Type inference in idris works well if the types of the terms in question are non dependent. The moment you introduce complicated types, type inference suffers, which is expected because even idris cannot break the fundamental nature of logic.
Adding dependent types comes with costs that you will always have to pay, even if you don't use the power of dependent types. If you verify with e.g. program logic in the few real-world cases where formal verification is financially viable, then you only pay the price when you do the verification.
1. Problems with type inference is a problem introduced with polymorphism with implicit type variables and isn't exclusive to dependent types, 'f = show . read' shouldn't compile because of type ambiguity. What is so specific about dependent types in this regard?

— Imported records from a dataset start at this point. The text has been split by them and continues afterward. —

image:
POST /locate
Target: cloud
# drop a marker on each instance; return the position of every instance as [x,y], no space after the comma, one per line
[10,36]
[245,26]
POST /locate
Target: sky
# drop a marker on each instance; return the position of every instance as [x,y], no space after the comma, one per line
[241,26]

1. Dependent types, because they offer 100% certainty in the propositions they express (assuming they're proven) suffer from the same problem all sound verification methods suffer from, and that is fundamental computational complexity costs of verifying something with absolute certainty. I summarized some of them here: https://pron.github.io/posts/correctness-and-complexity (there are some properties that are easy to verify called inductive or compositional properties -- not surprisingly, the properties verified by simple type systems or Rust's borrow checker fall in that category -- but, unfortunately, most correctness properties aren't compositional).

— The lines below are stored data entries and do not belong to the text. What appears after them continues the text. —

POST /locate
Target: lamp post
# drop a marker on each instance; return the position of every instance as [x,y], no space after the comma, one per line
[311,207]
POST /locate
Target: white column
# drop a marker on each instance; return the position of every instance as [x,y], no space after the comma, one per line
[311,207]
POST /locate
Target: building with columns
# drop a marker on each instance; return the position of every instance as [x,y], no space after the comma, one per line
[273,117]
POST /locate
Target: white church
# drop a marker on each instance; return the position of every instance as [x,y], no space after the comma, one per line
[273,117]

2. Dependent types rely on deductive proofs for verification, and deductive proofs (the "proof theory" part of a logic) are the least scalable verification method as they are least amenable to automation. That's why model checkers (that provide proofs based on the "model theory" of the logic, hence the name model checkers) scale to larger programs/specifications. In addition, deductive proofs are much less forgiving of partial specifications. In other words, the contract (or type, in the case of dependent types) must express every property of the algorithm you rely on (unlike, say, concolic testing). This makes writing specifications very tedious. Unsurprisingly, deductive proofs are the least used formal verification technique in industry, and it's usually used when all other options have failed or to tie together results obtained from model checkers.
Those were the theoretical limitations. Here are the practical ones:
3. Unlike contracts, type systems tie the specification method (types) to the verification method (type-checking, i.e. deductive proofs). This means that everything specified with a dependent type must be deductively proven, or it has to be specified in some other way (i.e. you also need contracts), or else you risk making even your simple types unsound (although I hear some people are working on relaxing that problem, and that's what I mentioned in my previous comment). But properties differ greatly both in the confidence you need as well as the effort they require to achieve that confidence. Contracts give you the freedom to specify your program however you like, and then choose, for each property, which method you'd like to use to verify it -- deductive proofs, model checking, static analysis, concolic tests. randomized tests, manual tests or even inspection, all without risking the soundness of the type system, on which the compiler relies to generate correct machine code. In short: dependent types are inflexible in that they force you to use a particular verification method, and that verification method happens to be the least scalable, most tedious one.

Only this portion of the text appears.